Ultraweak continuity implies norm continuity?

Question

Suppose $\mathcal{H}$ and $\mathcal{K}$ are Hilbert spaces, $\mathcal{U}\subset B(\mathcal{H})$ is a C$^*$-algebra, and $\eta:\mathcal{U}\rightarrow B(\mathcal{K})$ is a linear map that is ultraweakly continuous on the closed unit ball $(\mathcal{U})_{1}$ of $\mathcal{U}$. For $x,y\in \mathcal{K}$, the linear functinal $\omega_{x,y}\circ\eta$ on $\mathcal{U}$ is ultraweakly continuous ($\omega_{x,y}$ is the functional defined by $\omega_{x,y}(A)=\langle Ax,y\rangle$ for $A\in B(\mathcal{K})$).
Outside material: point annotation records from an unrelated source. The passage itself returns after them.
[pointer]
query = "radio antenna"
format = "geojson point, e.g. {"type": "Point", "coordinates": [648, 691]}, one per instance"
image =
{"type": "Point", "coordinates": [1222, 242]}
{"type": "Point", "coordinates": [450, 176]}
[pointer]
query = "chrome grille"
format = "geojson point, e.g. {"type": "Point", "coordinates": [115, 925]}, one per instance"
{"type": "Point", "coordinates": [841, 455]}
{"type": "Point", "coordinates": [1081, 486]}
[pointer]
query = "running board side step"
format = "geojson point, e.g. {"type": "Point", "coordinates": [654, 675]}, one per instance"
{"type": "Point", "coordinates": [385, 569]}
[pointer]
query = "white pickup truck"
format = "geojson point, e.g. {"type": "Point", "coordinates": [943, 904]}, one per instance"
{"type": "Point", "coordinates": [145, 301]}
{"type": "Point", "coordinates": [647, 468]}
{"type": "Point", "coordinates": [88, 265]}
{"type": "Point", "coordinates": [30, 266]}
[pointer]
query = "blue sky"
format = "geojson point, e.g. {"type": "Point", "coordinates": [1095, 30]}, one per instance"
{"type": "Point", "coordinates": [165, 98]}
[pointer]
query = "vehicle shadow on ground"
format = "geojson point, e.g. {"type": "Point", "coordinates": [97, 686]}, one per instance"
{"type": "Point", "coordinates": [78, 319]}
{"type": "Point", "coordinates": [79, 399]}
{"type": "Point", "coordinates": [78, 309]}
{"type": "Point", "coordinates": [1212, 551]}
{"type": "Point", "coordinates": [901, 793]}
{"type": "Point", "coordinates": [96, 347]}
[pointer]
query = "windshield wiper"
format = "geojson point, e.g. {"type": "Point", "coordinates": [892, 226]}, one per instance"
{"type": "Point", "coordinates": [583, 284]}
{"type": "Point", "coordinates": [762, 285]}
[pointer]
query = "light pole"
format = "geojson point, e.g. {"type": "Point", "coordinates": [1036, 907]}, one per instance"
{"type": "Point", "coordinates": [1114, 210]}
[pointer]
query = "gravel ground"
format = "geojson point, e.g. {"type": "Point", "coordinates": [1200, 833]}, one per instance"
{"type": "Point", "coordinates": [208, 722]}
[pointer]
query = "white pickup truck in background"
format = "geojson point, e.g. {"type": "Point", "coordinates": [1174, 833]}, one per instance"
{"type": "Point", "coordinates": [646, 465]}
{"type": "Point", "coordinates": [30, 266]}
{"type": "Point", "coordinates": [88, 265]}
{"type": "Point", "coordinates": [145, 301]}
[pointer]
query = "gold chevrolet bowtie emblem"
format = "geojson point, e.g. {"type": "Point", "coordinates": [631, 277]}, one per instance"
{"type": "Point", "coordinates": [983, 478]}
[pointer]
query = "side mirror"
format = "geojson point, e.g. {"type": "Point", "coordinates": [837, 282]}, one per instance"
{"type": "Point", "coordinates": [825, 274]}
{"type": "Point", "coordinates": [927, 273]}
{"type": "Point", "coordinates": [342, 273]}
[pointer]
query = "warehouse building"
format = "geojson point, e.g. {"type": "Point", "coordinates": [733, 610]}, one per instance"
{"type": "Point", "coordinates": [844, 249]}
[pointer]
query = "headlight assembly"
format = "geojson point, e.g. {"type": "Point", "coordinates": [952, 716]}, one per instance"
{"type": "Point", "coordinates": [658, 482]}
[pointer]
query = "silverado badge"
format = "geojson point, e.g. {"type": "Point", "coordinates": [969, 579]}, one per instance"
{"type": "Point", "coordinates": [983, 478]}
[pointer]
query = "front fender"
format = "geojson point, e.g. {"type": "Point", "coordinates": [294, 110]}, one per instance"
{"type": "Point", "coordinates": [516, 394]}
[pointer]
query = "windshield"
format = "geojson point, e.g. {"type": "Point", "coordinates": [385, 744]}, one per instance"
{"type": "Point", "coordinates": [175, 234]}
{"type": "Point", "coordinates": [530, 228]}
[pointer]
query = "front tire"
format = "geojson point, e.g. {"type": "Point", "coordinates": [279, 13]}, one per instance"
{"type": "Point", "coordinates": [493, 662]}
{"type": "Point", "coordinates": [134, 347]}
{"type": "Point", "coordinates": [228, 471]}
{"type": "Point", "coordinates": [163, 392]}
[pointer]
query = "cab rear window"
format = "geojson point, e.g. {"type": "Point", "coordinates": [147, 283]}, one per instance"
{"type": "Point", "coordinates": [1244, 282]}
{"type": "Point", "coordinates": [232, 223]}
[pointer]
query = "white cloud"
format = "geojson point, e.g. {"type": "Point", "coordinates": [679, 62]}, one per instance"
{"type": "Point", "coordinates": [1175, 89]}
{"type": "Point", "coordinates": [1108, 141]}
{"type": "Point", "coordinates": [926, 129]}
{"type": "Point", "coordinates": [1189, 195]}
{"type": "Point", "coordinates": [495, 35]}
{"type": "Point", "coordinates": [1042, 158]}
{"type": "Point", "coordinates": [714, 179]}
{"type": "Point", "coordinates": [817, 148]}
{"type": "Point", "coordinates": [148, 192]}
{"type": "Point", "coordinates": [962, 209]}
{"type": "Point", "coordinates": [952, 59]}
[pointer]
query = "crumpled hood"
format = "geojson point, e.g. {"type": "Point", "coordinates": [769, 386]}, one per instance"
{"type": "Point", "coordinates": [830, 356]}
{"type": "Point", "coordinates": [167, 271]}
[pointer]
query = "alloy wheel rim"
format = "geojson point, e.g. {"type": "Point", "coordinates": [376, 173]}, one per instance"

My question is why does this imply that $\omega_{x,y}\circ\eta$ is also norm continuous on $(\mathcal{U})_{1}$? I don't have any reason to think the ultraweak topology is coarser than the norm topology (if $\mathcal{U}$ is a von Neumann algebra then norm continuity would follow from the fact that the unit ball of $\mathcal{U}$ is weak operator compact).

Answer 1

When you made the codomain the scalars, the topology problems on the codomain side disappear.

If $A_n\to A $ in norm, then $A_n\to A$ ultraweakly. Then $\omega_{x,y}(A_n)\to\omega_{x,y}(A)$. Thus $\omega_{x,y}$ is norm-continuous.